The time it took for the RAID like systems to perform the data validation checks and/or rebuild damaged sections could be quite lengthy (days, weeks, or substantially longer - depending upon the speed of the devices and amount of data we're discussing). From a dramatic perspective this might allow the author to perform a variety of reveals through the course of the book as different sections of the data storage are flagged as "ready for use", loaded into the faster systems, and made available to the characters in the story.

If the data reconstruction was imperfect it might allow the computer to provide false information too...

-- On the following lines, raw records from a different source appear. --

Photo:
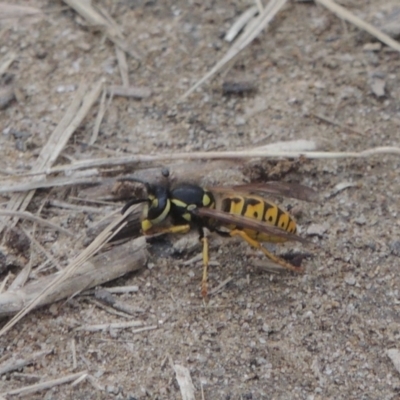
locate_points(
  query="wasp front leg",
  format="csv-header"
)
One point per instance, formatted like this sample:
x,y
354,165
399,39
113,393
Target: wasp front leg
x,y
168,229
204,240
257,245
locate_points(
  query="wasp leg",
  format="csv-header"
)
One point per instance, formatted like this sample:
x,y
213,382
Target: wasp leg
x,y
257,245
204,240
171,229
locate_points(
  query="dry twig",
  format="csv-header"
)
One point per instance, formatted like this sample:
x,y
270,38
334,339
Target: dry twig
x,y
184,381
341,12
215,155
17,363
269,12
124,258
75,114
44,385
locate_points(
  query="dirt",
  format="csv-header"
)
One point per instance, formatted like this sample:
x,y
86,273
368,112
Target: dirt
x,y
320,335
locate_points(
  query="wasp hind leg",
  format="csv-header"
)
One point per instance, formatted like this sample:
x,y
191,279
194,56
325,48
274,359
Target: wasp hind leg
x,y
257,245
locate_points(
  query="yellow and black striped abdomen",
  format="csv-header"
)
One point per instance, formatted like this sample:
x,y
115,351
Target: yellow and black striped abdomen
x,y
256,207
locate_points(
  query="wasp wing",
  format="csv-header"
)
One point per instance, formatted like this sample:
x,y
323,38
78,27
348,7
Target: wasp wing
x,y
246,223
293,190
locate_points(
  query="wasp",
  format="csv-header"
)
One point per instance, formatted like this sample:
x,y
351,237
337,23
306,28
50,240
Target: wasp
x,y
229,211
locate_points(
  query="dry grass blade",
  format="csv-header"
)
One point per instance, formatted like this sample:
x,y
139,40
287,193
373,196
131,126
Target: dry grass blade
x,y
99,118
341,12
34,218
185,382
18,363
16,11
240,23
94,18
7,60
75,114
210,155
27,185
124,258
53,286
136,92
247,37
44,385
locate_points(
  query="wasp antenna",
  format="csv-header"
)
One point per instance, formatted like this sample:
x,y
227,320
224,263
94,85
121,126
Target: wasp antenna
x,y
131,203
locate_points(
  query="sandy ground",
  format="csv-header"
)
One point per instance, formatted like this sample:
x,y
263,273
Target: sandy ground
x,y
321,335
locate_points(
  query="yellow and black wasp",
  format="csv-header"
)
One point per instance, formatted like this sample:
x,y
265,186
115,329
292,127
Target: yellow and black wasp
x,y
229,211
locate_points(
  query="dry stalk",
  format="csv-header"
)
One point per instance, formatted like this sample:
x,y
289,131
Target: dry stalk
x,y
215,155
269,12
43,385
346,15
75,114
52,289
124,258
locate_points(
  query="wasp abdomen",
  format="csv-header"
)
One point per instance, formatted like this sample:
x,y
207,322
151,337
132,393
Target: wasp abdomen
x,y
257,208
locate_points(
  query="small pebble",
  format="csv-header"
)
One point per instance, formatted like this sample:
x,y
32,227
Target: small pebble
x,y
350,279
317,229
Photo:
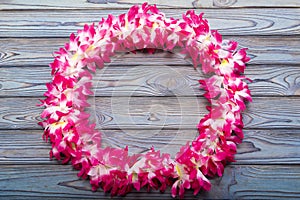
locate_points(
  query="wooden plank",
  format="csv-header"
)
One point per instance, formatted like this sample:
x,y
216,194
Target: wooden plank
x,y
259,146
57,23
155,112
238,182
262,50
158,80
108,4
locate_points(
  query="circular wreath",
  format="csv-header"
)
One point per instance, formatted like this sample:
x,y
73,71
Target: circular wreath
x,y
74,138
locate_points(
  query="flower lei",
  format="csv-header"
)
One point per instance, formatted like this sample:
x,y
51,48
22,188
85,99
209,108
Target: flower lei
x,y
75,139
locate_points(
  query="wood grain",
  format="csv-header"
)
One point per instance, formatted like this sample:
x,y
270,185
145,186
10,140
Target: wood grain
x,y
238,182
56,23
158,80
262,50
155,112
259,146
108,4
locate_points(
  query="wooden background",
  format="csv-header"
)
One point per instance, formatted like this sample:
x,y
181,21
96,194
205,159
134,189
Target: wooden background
x,y
160,93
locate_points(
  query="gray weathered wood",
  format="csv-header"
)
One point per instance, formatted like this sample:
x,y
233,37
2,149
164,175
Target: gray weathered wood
x,y
108,4
227,21
262,50
155,112
238,182
158,80
259,146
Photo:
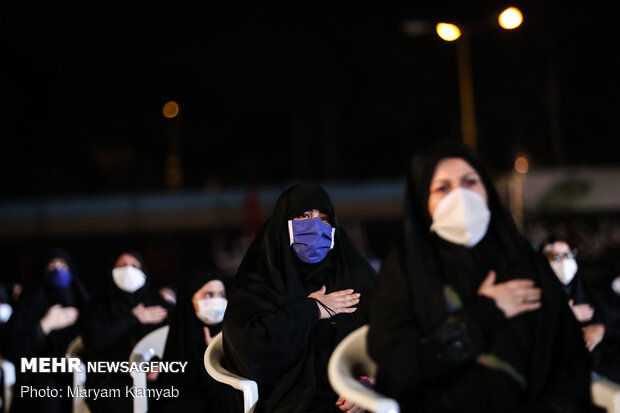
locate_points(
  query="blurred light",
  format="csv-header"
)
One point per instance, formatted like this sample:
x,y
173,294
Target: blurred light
x,y
522,164
448,32
511,18
170,109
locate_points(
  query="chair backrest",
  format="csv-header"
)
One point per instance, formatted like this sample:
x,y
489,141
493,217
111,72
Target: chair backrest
x,y
79,378
213,364
350,358
8,376
151,345
606,394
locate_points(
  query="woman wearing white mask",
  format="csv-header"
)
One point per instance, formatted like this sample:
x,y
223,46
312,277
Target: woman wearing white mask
x,y
466,316
597,319
129,308
197,319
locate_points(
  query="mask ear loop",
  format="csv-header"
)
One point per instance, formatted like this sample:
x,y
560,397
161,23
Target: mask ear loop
x,y
290,232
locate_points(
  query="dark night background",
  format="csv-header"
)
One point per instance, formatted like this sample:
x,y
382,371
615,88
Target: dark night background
x,y
330,91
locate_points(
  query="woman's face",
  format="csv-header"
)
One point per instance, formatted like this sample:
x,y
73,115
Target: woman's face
x,y
313,213
452,173
558,251
127,260
212,289
57,264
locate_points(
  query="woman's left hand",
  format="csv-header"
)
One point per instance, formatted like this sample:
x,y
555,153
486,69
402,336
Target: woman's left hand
x,y
593,334
208,338
346,406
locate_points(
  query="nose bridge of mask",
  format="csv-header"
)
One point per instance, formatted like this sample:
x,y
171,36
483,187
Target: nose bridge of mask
x,y
319,224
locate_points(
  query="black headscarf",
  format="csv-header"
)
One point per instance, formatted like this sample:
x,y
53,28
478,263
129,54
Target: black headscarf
x,y
186,342
271,329
429,325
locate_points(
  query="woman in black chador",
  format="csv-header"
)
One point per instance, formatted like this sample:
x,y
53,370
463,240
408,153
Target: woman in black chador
x,y
129,308
43,325
301,287
197,319
467,317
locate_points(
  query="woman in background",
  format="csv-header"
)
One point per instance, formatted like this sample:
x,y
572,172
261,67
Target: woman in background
x,y
129,308
43,324
196,320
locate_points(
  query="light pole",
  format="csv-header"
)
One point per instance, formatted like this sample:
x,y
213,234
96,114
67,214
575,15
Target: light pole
x,y
509,19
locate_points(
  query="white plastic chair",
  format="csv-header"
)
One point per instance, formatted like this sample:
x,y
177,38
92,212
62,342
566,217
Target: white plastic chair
x,y
79,379
350,356
606,394
213,364
8,374
151,345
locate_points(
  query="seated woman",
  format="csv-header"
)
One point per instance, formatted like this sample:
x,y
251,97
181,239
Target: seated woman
x,y
43,324
129,308
596,317
197,319
467,316
300,289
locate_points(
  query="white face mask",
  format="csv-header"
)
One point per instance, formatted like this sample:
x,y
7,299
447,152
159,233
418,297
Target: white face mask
x,y
211,310
615,285
5,312
128,278
565,269
462,217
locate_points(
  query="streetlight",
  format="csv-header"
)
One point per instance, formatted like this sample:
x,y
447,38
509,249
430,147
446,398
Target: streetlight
x,y
509,19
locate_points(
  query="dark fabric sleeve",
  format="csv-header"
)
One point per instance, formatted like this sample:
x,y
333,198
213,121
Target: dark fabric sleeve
x,y
26,338
262,340
100,332
406,356
566,387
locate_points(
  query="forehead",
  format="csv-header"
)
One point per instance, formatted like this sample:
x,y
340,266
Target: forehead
x,y
449,168
213,285
128,259
57,261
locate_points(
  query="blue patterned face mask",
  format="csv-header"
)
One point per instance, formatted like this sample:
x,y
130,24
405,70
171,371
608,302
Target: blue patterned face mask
x,y
311,239
59,278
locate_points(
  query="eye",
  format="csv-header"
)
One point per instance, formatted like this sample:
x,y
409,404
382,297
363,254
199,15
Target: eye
x,y
442,188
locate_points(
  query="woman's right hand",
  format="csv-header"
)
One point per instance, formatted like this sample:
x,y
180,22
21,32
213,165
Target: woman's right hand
x,y
513,297
150,315
58,317
338,301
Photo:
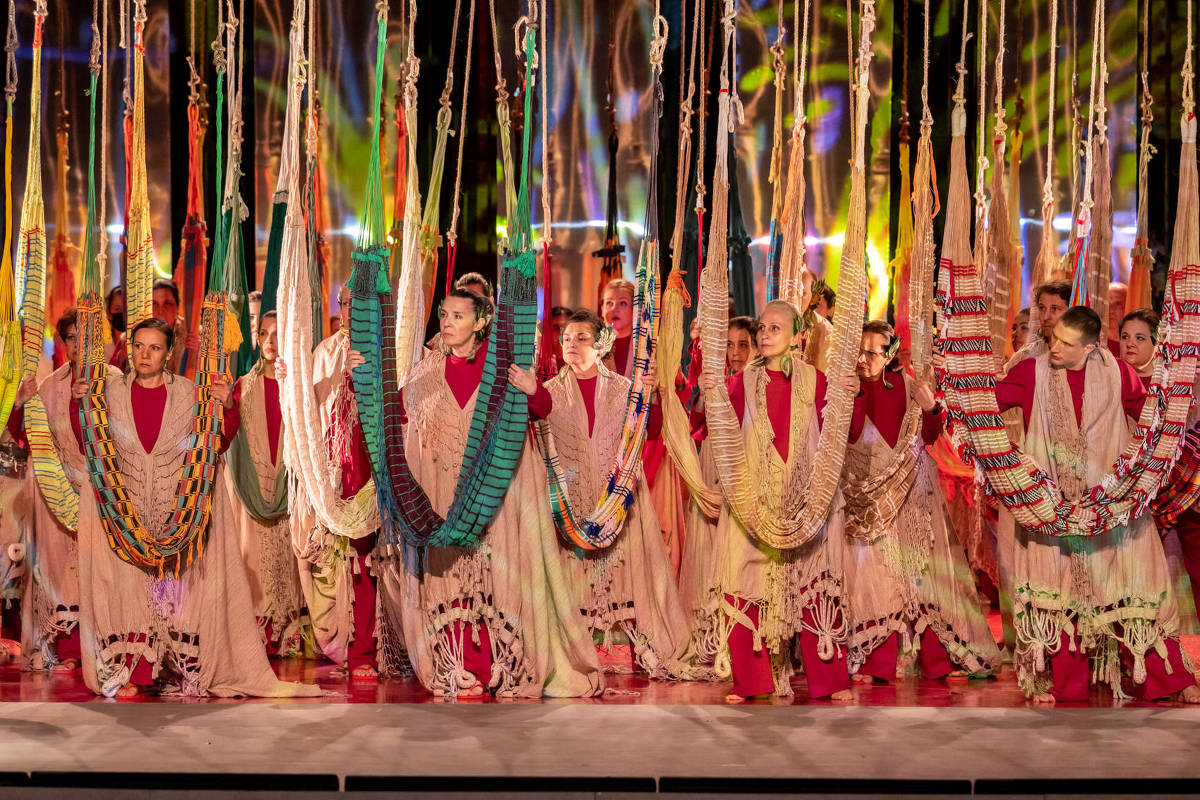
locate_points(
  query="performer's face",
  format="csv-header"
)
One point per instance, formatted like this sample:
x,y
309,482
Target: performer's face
x,y
738,349
1020,332
268,340
165,306
775,336
873,356
1050,310
580,347
71,346
149,353
1067,348
457,323
1137,343
343,307
617,308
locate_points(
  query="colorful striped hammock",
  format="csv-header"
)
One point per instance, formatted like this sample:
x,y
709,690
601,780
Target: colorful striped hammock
x,y
1035,500
497,429
181,541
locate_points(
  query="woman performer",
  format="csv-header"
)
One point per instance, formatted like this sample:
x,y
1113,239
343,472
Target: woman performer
x,y
1138,336
907,575
628,588
256,475
51,602
1105,597
193,633
700,576
336,572
497,617
769,595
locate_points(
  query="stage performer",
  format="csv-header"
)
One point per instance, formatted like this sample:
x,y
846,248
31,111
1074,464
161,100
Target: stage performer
x,y
907,576
258,479
629,589
768,595
497,617
700,577
193,633
1107,599
336,571
51,602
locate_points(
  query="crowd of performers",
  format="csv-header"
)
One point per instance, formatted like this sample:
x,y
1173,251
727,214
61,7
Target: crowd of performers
x,y
897,581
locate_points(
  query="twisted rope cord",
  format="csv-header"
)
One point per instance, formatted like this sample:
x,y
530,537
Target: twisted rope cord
x,y
803,510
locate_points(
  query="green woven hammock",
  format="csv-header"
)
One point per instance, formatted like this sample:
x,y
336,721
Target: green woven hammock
x,y
181,540
498,423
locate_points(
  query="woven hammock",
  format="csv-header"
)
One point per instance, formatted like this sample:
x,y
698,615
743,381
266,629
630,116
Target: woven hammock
x,y
804,510
31,266
498,423
1141,262
173,548
1035,501
312,477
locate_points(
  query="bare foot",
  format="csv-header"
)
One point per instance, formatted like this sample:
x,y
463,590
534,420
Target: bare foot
x,y
366,672
1191,695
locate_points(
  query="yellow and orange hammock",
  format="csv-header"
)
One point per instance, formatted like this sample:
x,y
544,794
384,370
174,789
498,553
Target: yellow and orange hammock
x,y
31,266
181,540
1035,500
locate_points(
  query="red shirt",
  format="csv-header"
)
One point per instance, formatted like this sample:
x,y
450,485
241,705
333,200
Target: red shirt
x,y
886,409
1017,390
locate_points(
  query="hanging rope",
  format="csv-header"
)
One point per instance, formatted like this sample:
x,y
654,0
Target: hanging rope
x,y
600,528
1048,254
1143,259
798,515
676,425
453,230
11,367
1036,501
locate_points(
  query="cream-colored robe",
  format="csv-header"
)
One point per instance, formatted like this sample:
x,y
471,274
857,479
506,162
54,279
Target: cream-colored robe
x,y
199,626
1109,589
629,587
911,573
514,582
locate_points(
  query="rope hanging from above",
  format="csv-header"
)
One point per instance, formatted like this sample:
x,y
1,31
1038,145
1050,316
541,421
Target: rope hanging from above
x,y
1036,501
1143,259
601,527
11,367
312,476
798,516
60,495
173,547
676,425
1048,254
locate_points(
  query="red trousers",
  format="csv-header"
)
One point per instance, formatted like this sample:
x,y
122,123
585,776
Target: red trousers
x,y
935,661
1071,672
361,651
751,668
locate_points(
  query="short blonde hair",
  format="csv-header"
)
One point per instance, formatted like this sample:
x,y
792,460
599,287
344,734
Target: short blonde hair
x,y
621,284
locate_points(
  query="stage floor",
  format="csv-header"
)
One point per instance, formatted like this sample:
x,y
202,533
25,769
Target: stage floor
x,y
918,738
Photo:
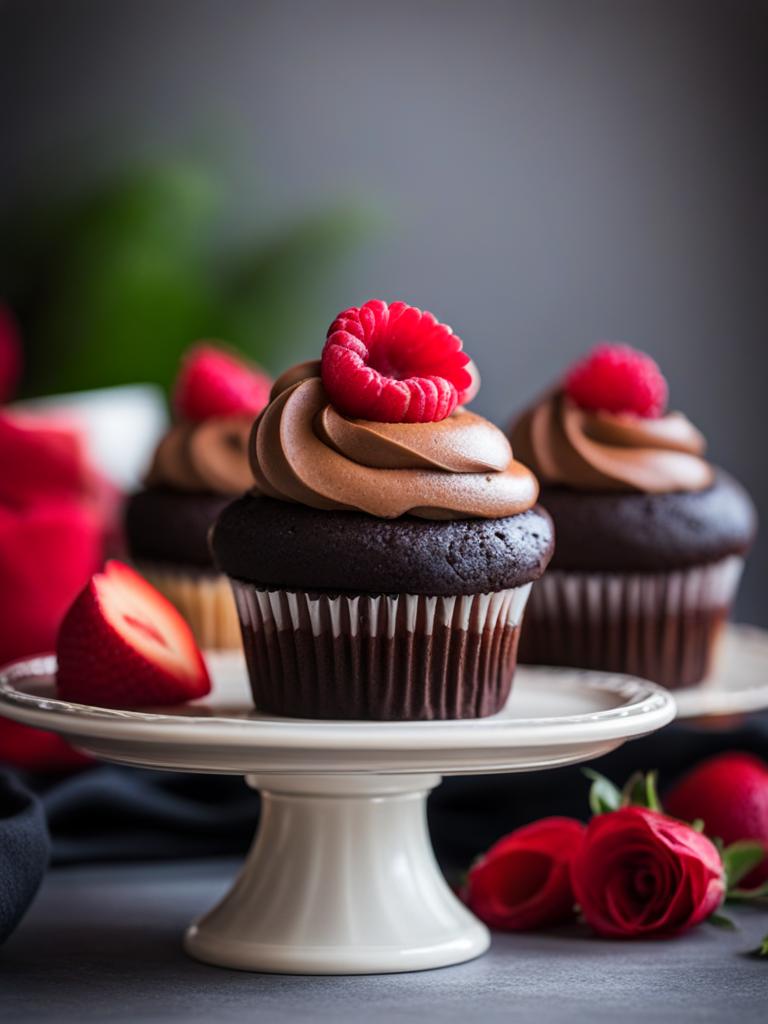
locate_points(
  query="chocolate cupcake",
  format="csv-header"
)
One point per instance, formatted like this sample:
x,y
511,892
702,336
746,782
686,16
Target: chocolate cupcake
x,y
199,466
650,537
382,563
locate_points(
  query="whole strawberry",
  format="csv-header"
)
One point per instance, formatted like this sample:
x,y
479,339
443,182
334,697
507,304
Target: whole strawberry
x,y
122,644
729,794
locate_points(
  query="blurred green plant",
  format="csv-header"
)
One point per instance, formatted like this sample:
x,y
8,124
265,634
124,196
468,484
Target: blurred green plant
x,y
114,287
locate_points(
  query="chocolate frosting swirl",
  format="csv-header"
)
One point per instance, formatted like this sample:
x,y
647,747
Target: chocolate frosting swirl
x,y
303,451
211,456
566,444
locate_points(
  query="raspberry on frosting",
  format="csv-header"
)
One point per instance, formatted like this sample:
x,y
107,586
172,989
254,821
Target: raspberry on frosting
x,y
617,379
215,383
394,364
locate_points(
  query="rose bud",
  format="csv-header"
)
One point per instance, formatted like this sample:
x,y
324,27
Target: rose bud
x,y
641,873
523,882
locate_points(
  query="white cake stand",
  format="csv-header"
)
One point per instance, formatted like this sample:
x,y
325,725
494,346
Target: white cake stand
x,y
342,878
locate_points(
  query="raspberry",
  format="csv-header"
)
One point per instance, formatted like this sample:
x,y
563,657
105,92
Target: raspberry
x,y
617,379
394,364
215,383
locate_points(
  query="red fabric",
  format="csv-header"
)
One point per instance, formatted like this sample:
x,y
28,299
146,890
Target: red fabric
x,y
523,882
640,873
52,528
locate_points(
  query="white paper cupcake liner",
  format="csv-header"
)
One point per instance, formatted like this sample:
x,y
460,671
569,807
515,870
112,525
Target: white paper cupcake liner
x,y
380,657
204,599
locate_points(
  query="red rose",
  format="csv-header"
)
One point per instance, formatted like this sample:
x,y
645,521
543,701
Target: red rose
x,y
640,873
523,881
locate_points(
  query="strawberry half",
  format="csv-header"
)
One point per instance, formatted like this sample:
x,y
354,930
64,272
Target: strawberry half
x,y
122,644
215,383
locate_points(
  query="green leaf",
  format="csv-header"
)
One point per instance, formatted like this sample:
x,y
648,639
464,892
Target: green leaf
x,y
633,794
651,792
756,895
640,791
604,797
739,858
721,921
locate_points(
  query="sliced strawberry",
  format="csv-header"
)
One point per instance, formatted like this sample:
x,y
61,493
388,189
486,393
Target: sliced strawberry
x,y
122,644
394,364
213,383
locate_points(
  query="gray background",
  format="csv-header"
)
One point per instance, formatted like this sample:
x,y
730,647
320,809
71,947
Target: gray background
x,y
123,963
553,172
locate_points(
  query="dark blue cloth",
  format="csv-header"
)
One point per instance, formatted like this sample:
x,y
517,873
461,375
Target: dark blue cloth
x,y
24,851
110,813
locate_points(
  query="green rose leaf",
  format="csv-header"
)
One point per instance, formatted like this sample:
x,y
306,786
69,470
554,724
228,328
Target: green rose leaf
x,y
740,858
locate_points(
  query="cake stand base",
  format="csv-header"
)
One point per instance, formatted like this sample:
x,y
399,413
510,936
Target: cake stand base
x,y
341,880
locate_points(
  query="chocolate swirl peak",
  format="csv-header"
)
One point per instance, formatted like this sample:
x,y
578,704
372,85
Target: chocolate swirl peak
x,y
597,451
211,456
302,450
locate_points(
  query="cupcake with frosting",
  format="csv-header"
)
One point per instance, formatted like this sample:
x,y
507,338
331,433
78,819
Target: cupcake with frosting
x,y
199,466
650,537
382,562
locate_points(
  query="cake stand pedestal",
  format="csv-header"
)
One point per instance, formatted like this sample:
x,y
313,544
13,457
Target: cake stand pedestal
x,y
342,878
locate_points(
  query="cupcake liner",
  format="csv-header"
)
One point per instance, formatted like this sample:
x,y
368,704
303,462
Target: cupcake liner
x,y
204,599
379,657
659,626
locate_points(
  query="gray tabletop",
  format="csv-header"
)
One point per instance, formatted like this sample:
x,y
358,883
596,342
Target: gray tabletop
x,y
102,943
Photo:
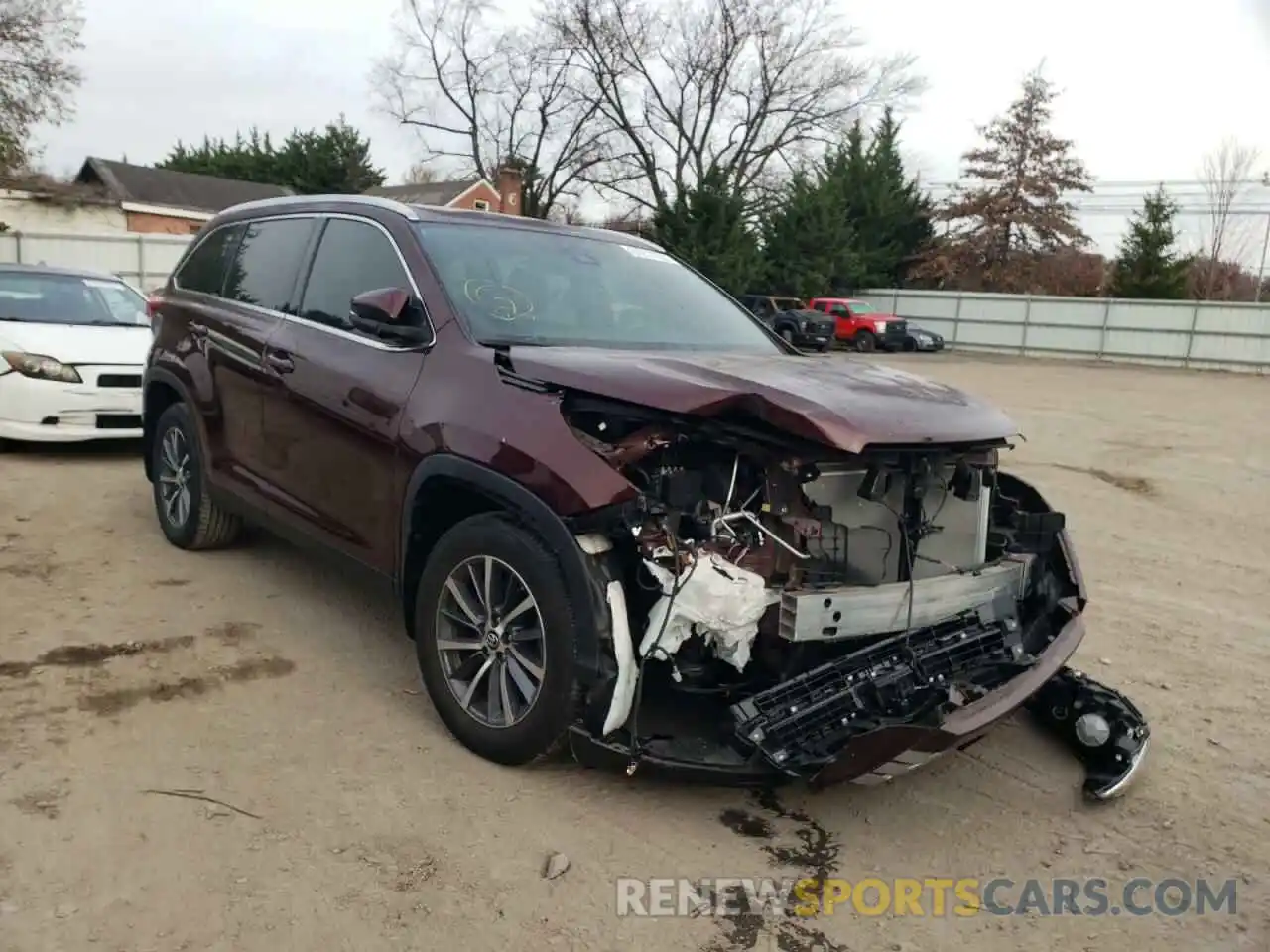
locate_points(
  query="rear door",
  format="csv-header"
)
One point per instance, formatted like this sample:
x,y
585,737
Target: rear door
x,y
259,287
333,428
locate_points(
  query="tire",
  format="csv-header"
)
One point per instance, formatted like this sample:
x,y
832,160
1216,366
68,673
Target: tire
x,y
198,524
541,724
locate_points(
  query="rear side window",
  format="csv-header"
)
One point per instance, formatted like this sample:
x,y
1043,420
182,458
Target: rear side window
x,y
353,257
204,268
268,261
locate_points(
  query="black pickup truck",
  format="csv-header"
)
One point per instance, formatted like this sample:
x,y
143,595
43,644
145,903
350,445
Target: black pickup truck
x,y
790,317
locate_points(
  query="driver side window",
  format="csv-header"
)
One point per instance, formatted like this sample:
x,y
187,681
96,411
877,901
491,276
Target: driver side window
x,y
353,257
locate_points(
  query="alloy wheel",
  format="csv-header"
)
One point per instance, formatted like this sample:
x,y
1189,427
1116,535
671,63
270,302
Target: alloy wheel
x,y
492,642
175,477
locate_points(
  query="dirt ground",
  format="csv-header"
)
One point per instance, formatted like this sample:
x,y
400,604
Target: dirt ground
x,y
349,820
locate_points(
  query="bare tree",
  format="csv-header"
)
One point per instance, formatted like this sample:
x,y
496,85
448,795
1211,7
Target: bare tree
x,y
420,175
1015,208
37,77
486,95
1227,175
744,87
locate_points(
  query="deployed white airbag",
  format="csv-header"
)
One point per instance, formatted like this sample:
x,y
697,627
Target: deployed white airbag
x,y
721,601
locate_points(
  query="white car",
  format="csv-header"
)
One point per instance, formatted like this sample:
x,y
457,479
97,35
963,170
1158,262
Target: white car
x,y
72,347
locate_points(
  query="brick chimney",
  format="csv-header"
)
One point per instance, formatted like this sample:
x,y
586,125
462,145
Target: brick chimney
x,y
509,189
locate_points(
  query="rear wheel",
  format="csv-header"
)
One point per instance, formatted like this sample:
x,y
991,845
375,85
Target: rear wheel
x,y
187,515
494,634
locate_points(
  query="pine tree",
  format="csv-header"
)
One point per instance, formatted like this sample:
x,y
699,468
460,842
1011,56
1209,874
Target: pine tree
x,y
1015,209
1148,266
887,207
316,162
808,241
707,227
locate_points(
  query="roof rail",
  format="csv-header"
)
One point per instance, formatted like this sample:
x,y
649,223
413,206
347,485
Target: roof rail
x,y
371,200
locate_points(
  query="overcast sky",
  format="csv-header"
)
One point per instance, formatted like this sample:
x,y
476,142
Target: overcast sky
x,y
1147,87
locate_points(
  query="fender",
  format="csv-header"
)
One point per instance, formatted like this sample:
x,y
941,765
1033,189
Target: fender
x,y
162,375
581,584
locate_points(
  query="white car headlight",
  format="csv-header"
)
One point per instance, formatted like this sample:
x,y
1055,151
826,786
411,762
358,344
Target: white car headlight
x,y
39,367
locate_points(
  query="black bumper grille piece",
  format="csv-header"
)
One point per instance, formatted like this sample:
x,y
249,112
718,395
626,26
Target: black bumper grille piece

All good things come to an end

All hardware eventually fails.

Meaning even if your computer booted perfectly upon the application of power, mechanical hard drives fail, solid state drives fail, memory fails, etc. Your computer that survived the centuries would eventually wear out and stop working. It should make that point to the inheritors of the system as soon as possible.

And another thing

Richard Feynman sponsored some prizes to groups that could write data ("There's Plenty of Room at the Bottom", in conventional analog form, in the highest density. For instance trying to print the Encyclopedia Britannica on the head of a pin. The only thing you'd need to read the data is a really good microscope. This sort of data's shelf life is potentially MUCH higher than that of digitally stored data and you wouldn't have to worry about computer interoperability and changes in encoding standards as a condition of data retrieval!

"There's Plenty of Room at the Bottom" was a lecture given by physicist Richard Feynman at an American Physical Society meeting at Caltech on December 29, 1959.1 Feynman considered the possibility of direct manipulation of individual atoms as a more powerful form of synthetic chemistry than those used at the time. The talk went unnoticed and it didn't inspire the conceptual beginnings of the field. In the 1990s it was rediscovered and publicised as a seminal event in the field, probably to boost the history of nanotechnology with Feynman's reputation.

...

At the meeting, Feynman concluded his talk with two challenges, and he offered a prize of $1000 for the first individuals to solve each one. The first challenge involved the construction of a tiny motor, which, to Feynman's surprise, was achieved by November 1960 by William McLellan, a meticulous craftsman, using conventional tools. The motor met the conditions, but did not advance the art. The second challenge involved the possibility of scaling down letters small enough so as to be able to fit the entire Encyclopædia Britannica on the head of a pin, by writing the information from a book page on a surface 1/25,000 smaller in linear scale. In 1985, Tom Newman, a Stanford graduate student, successfully reduced the first paragraph of A Tale of Two Cities by 1/25,000, and collected the second Feynman prize.